Transformation and True Victory

by Aug 24, 2017

Transformation is evidence of walking in victory.

True victory follows only after the battle and struggle have ceased. Victory is the absence of struggle. No army waves a victory flag while still engaging in the battle. The victory flag is waved because the battle has been won. The presence of a struggle in a believer’s life is evidence of unbelief and a failure to know and embrace his victory. The victory the apostles described is attained through faith and not through struggle or battle. To the degree that we believe the truth in our hearts (faith), we will cease to struggle, and we will enter His rest.

As we have read in other articles, knowing the truth with the heart is not the same as knowing it intellectually. Knowing the truth with the heart is God accomplished through His Spirit persuading us of the truth. Any person can memorize a Bible verse and even give it intellectual assent. However, believing it with the intellect does not mean that it is believed with the heart. Our emotions are always a dead giveaway of what we believe. For example, if we really believe that God was the supplier of all our needs (as stated in Phil. 4:19) then it would be impossible for us to ever feel worried, anxious or fearful about our finances. If there is fear, worry or anxiety present then we believe something else.

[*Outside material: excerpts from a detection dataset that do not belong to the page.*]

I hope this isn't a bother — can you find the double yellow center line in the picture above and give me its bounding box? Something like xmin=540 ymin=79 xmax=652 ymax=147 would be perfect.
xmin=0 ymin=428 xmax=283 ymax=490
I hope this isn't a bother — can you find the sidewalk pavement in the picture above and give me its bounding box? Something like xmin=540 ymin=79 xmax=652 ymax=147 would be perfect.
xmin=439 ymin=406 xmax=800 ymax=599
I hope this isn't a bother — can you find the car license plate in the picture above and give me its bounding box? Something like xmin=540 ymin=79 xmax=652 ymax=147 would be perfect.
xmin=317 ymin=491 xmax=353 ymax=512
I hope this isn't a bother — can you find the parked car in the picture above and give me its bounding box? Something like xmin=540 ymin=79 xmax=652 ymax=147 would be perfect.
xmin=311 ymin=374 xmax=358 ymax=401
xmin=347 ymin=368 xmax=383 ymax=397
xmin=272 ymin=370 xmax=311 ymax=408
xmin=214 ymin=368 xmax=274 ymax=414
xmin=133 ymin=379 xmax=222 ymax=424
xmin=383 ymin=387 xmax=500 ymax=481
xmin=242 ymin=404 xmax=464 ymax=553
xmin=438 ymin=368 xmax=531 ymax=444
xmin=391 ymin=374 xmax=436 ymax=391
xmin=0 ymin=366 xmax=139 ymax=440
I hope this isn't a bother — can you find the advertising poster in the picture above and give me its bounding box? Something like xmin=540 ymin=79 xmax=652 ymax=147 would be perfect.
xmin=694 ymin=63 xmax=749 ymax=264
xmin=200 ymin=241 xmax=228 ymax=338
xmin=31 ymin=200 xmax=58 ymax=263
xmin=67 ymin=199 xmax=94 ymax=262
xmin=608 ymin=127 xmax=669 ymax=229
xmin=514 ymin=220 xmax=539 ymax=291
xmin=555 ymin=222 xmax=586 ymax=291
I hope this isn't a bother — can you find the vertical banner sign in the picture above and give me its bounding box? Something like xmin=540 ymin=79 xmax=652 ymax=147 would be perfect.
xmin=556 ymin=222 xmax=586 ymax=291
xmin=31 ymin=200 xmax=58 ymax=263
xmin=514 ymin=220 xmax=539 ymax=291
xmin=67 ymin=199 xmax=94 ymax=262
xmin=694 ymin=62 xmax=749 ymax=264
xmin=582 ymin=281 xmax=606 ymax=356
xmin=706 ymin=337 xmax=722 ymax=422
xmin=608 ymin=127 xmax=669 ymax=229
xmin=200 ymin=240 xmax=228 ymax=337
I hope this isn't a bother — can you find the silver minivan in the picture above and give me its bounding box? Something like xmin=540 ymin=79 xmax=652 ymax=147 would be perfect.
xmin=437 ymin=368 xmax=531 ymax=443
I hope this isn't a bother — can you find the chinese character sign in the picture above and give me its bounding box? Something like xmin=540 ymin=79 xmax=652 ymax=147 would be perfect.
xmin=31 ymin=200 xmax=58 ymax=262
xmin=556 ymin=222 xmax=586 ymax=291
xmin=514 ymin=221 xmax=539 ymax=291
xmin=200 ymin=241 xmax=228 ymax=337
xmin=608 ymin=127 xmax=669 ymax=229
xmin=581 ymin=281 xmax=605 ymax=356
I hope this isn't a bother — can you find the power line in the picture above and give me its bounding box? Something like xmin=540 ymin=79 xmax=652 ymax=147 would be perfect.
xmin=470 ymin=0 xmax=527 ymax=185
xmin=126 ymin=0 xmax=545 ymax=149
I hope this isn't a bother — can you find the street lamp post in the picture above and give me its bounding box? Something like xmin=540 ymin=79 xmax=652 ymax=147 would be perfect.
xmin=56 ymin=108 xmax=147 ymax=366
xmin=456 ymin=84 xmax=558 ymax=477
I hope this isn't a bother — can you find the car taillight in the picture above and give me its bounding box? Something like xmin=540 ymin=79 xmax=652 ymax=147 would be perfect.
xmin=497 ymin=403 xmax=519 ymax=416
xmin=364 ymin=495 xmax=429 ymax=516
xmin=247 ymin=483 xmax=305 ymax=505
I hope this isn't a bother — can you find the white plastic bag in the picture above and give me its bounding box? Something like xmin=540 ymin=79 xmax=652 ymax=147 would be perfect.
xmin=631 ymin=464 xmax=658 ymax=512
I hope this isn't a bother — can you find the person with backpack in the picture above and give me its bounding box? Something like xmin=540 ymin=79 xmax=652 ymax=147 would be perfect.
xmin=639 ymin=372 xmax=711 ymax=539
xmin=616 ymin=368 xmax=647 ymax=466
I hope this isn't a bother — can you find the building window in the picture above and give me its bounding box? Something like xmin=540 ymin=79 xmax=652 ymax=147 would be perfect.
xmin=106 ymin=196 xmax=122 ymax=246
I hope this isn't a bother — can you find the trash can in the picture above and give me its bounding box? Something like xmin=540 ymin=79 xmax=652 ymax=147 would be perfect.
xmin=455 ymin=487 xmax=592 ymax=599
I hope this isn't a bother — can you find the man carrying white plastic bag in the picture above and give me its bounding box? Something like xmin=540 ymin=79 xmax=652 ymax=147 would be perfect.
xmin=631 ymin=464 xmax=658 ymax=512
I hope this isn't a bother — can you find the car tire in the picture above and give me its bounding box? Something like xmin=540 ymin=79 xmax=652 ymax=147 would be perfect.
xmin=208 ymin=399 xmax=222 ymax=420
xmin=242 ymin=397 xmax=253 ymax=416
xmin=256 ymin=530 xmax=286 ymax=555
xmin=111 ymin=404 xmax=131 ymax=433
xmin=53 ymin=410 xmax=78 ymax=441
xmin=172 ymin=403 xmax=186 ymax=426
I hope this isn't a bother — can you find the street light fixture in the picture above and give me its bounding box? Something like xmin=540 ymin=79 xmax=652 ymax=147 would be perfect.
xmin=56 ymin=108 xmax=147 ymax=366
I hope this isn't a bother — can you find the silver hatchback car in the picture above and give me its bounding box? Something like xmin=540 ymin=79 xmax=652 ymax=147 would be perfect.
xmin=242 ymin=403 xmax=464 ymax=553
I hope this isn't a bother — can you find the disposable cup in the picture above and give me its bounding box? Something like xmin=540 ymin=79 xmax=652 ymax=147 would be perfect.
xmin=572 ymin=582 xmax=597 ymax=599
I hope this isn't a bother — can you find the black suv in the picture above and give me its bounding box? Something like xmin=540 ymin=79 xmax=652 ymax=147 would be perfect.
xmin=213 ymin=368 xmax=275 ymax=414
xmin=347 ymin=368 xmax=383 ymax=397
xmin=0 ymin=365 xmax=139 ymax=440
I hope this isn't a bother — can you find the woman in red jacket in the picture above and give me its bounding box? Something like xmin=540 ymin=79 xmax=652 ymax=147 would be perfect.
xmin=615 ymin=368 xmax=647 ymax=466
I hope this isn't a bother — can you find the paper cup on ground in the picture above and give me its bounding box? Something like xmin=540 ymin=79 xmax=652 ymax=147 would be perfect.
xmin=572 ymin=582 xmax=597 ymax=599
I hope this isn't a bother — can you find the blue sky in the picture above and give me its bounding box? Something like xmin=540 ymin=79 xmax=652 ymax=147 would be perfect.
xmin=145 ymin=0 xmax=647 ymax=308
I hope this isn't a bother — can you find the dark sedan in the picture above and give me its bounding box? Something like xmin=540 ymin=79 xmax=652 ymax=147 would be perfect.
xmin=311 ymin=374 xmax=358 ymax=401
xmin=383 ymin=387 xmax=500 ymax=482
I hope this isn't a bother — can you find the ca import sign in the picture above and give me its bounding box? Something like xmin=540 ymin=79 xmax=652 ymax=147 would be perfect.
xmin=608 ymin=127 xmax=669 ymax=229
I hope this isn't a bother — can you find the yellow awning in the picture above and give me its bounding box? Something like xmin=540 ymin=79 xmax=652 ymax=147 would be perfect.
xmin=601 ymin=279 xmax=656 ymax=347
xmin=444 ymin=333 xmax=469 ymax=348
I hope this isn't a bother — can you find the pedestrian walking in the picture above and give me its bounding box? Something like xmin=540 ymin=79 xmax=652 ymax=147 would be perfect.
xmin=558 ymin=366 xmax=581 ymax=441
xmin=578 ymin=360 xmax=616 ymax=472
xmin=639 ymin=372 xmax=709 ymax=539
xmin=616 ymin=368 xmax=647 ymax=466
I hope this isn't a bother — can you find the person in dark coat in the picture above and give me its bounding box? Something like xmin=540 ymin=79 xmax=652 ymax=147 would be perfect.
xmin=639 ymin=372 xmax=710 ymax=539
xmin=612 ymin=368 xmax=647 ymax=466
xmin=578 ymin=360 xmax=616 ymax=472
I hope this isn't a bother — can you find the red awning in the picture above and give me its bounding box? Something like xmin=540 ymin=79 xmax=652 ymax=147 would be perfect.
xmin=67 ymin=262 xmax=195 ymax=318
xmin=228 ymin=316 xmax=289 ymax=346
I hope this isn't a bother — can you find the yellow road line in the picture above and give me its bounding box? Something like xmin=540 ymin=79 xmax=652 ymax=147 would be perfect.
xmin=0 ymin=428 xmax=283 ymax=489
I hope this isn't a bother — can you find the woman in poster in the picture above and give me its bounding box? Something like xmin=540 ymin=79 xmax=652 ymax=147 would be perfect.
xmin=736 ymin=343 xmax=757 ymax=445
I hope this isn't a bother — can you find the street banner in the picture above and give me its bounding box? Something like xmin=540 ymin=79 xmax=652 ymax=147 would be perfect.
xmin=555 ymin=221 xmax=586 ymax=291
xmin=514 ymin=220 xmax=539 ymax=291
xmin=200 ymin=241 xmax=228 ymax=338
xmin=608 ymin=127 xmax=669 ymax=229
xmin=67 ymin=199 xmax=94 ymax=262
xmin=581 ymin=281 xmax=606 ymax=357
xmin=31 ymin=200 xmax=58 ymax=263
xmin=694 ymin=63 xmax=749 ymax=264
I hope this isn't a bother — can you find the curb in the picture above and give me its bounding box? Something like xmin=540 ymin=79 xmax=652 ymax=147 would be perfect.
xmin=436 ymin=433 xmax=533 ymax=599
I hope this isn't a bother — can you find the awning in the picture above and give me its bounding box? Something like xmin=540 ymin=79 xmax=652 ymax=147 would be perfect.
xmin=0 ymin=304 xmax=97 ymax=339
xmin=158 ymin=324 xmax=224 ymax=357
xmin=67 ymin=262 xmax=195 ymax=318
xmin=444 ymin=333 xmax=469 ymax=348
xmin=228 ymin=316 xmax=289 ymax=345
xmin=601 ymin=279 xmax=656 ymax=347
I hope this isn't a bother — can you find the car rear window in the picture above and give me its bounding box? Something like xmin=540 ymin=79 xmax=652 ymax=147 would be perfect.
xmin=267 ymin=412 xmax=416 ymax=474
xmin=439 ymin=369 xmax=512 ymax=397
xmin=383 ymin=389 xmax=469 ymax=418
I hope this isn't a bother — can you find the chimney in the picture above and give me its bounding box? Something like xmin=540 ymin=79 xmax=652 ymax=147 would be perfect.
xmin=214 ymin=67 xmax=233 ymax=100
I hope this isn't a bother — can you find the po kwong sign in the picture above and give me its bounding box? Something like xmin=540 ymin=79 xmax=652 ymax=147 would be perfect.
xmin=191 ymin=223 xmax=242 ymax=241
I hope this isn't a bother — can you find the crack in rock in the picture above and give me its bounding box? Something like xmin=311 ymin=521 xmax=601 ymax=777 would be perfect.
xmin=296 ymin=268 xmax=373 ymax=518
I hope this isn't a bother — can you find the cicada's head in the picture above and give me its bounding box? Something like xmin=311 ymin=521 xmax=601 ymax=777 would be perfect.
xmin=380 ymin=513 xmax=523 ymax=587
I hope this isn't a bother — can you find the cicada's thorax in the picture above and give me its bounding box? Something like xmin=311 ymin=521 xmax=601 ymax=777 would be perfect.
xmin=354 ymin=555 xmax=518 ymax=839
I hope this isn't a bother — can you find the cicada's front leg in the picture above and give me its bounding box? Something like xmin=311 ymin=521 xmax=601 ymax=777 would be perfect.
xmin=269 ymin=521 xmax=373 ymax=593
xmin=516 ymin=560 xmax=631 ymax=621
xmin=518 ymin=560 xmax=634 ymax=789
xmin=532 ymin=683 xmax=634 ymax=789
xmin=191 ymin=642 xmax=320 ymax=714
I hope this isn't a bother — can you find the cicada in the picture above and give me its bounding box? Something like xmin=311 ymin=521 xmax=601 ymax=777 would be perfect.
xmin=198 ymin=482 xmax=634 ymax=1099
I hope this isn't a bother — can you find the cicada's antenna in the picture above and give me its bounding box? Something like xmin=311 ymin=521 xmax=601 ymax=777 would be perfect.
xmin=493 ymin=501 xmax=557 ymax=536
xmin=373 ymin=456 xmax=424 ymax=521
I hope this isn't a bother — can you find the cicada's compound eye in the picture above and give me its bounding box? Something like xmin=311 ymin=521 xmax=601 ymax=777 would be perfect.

In the same way we do not have to try hard to live out the lies we believe; we do not require any more effort to live out the truth once we are transformed by it. Transformation is not a state of doing, but one of being. Our minds were created by God to function in this manner. When we believe something with the heart (lie or truth), we will not have to put any effort into living out this belief. We will feel whatever this belief feels like and act it out effortlessly.

We will not need to strive to produce the fruit of the Holy Spirit, but we will be transformed by the renewing of our minds. We will be loving, joyful, peaceful, patient, kind, good, gentle, faithful, and self-controlled. The fruit of the Spirit will be the natural and expected outcome of the transformation that has resulted from a refined faith and mind renewal. Transformation is maintenance-free, and it requires nothing on our part to sustain it. It is wholly a work of God.

As we learn to view our life difficulties, crises, and things that others may indeed have meant for our harm as instruments in the hand of God, we will be able to see with Joseph’s perspective.  He said to his brothers, “As for you, you meant evil against me, but God meant it for good to bring about this present result” (Gen. 50:20).